Nach dem Zusammenbau hatte ich leider fesstellen müssen, daß das neue Kühlmittel dauernd Schaum bildete. Ich entsorgte den Müll incl. Zusatz, spülte alles mal wieder mit Leitungswasser und destillierten Wasser, und seit dem läuft mein System mit Feser One UV-rot. Bisher läuft es gut... Ob es Ablagerungen gibt, das wird sich zeigen, wenn ich die neue Wakü hab und die alte zerlege.

Also reine UV-Zusätze würd ich auch nicht mehr nehmen. Weder mit destiliertem Wasser noch mit anderen Flüssigkeiten. Bei anderen Flüssigkeiten bin ich mir auch nicht sicher, ob evtl. merkwürdige chemische Prozesse stand finden könnten.

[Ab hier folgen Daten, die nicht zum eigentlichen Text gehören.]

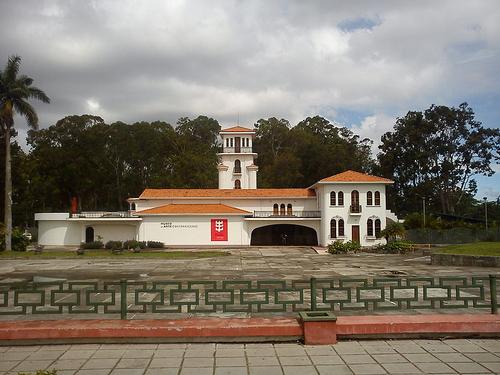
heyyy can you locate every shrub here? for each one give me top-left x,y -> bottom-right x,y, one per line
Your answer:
105,240 -> 123,250
147,241 -> 164,249
0,227 -> 30,252
376,240 -> 414,254
123,240 -> 146,250
380,221 -> 406,242
18,369 -> 57,375
328,240 -> 360,254
80,241 -> 104,249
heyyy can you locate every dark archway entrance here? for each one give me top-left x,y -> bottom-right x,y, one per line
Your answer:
85,227 -> 94,243
251,224 -> 318,246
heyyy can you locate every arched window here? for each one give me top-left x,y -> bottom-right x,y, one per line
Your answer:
338,219 -> 345,237
338,191 -> 344,206
230,138 -> 234,147
330,192 -> 336,206
375,219 -> 381,238
287,204 -> 292,216
85,227 -> 94,243
234,159 -> 241,173
234,179 -> 241,189
367,219 -> 374,236
330,219 -> 336,238
131,202 -> 136,211
351,190 -> 360,212
280,204 -> 286,216
367,191 -> 373,206
225,138 -> 229,147
273,204 -> 279,215
375,191 -> 381,206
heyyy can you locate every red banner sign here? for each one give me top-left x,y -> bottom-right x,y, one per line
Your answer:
211,219 -> 228,241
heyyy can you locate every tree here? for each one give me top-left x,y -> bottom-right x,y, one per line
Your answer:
380,221 -> 406,242
0,56 -> 49,250
378,103 -> 500,215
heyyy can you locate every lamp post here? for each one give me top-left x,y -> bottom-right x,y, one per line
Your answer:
483,197 -> 488,231
422,197 -> 426,229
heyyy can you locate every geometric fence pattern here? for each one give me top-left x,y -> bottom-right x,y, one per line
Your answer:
0,275 -> 497,318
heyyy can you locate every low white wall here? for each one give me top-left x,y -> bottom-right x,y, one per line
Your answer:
88,224 -> 138,243
37,220 -> 81,246
139,216 -> 246,246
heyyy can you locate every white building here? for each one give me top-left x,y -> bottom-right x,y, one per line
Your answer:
36,126 -> 398,247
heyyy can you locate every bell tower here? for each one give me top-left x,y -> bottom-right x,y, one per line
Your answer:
217,126 -> 258,189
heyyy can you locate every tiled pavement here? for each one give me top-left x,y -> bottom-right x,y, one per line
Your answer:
1,339 -> 500,375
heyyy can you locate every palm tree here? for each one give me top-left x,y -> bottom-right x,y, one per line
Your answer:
0,56 -> 49,250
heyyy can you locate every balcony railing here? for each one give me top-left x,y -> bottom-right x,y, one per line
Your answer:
71,211 -> 137,219
233,167 -> 242,174
349,204 -> 362,214
253,211 -> 321,218
222,147 -> 253,153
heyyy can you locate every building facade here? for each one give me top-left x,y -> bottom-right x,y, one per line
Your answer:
36,126 -> 398,247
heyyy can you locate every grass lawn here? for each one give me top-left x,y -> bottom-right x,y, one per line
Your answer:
436,242 -> 500,256
0,249 -> 229,259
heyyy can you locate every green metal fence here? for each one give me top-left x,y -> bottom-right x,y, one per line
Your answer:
0,275 -> 498,319
406,227 -> 500,244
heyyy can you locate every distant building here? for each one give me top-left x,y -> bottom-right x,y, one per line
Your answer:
36,126 -> 398,247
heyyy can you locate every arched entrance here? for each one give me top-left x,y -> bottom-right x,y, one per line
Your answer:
251,224 -> 318,246
85,227 -> 94,243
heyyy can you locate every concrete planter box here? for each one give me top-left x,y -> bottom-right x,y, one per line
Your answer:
431,253 -> 500,267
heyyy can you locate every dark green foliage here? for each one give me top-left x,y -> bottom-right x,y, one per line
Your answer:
80,241 -> 104,249
123,240 -> 146,249
146,241 -> 164,248
0,227 -> 30,251
374,241 -> 414,254
105,240 -> 123,250
327,240 -> 361,254
18,370 -> 57,375
380,221 -> 406,241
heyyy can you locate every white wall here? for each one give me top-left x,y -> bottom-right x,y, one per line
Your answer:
37,220 -> 81,246
139,215 -> 246,246
218,153 -> 256,189
85,223 -> 138,243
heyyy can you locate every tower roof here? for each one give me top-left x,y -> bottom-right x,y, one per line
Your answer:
220,126 -> 255,133
317,170 -> 394,184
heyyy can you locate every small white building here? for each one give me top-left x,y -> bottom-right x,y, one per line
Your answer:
36,126 -> 398,247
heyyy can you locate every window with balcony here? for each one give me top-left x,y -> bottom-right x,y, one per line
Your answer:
234,179 -> 241,189
330,191 -> 336,206
367,191 -> 373,206
330,219 -> 336,238
234,159 -> 241,173
375,191 -> 381,206
338,191 -> 344,206
350,190 -> 361,213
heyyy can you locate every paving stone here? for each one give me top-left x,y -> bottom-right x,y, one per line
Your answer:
184,350 -> 214,358
0,362 -> 20,372
414,362 -> 456,374
309,355 -> 344,365
217,344 -> 245,349
72,344 -> 101,350
153,349 -> 185,358
60,350 -> 97,360
187,343 -> 216,349
57,370 -> 77,375
278,356 -> 312,365
148,357 -> 182,368
216,357 -> 246,367
122,350 -> 154,359
433,352 -> 473,362
82,358 -> 120,370
424,345 -> 456,353
275,347 -> 306,356
92,350 -> 126,359
403,353 -> 440,362
6,346 -> 40,352
390,344 -> 426,354
468,339 -> 500,352
348,364 -> 387,374
214,367 -> 247,375
447,362 -> 491,374
282,366 -> 318,375
247,356 -> 279,366
342,354 -> 376,364
334,342 -> 367,355
127,345 -> 158,350
447,344 -> 486,353
109,370 -> 145,375
157,344 -> 187,349
144,369 -> 178,375
12,360 -> 55,372
182,357 -> 214,367
381,362 -> 421,374
465,352 -> 500,362
2,352 -> 30,361
304,346 -> 335,356
51,359 -> 87,370
245,343 -> 274,348
76,370 -> 111,375
179,368 -> 213,375
246,348 -> 276,357
316,365 -> 353,375
482,362 -> 500,372
249,366 -> 283,375
372,354 -> 408,363
215,349 -> 245,357
115,358 -> 150,369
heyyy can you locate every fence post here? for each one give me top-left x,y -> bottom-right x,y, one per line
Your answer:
310,277 -> 317,311
120,279 -> 128,320
490,274 -> 498,315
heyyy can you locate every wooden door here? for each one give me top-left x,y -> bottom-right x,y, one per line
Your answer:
235,137 -> 241,152
352,225 -> 360,243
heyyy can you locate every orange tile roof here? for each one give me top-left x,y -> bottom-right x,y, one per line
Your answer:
319,170 -> 394,183
220,126 -> 255,132
137,203 -> 251,215
139,188 -> 316,199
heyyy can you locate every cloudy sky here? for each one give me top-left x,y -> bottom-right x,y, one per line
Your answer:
1,0 -> 499,199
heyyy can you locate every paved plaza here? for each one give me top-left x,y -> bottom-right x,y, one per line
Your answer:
0,247 -> 497,282
1,339 -> 500,375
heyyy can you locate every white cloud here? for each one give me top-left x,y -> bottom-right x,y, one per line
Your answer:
350,114 -> 395,156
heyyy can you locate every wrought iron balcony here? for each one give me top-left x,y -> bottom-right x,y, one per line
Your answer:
71,211 -> 137,218
222,147 -> 253,153
349,204 -> 362,214
253,211 -> 321,218
233,167 -> 242,174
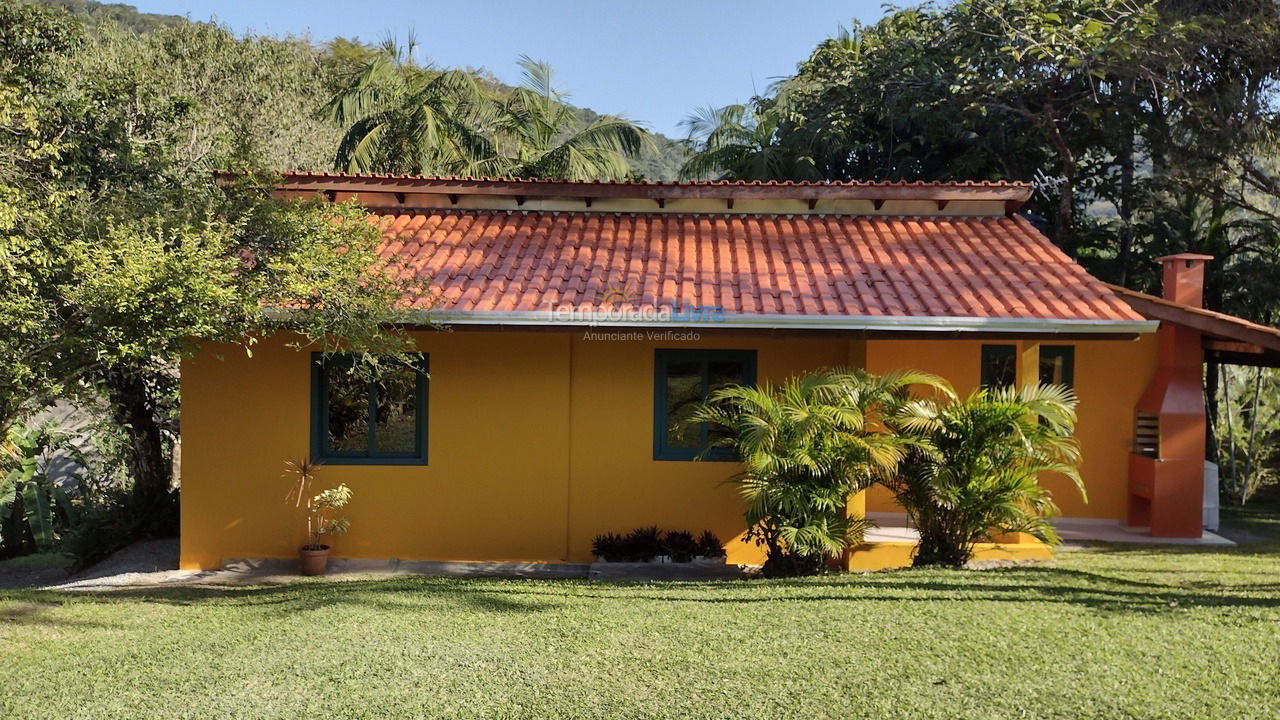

Ich denke, noch mehr Erfahrungen könnten uns weiterhelfen. Momentan tendiere ich zum Innovatek-Zeug, aber Feser One will ich noch nicht ausschließen...


Gruß


----------



## Gast3737 (18. September 2008)

*AW: Was ihr euch mit Zusätzen antut...*

das erste Problem ist schonmal das es ein offener Kreislauf ist....somit können Schwebpartikel für die nötige Grundlage und Nachschub als Nahrung für Keime bilden..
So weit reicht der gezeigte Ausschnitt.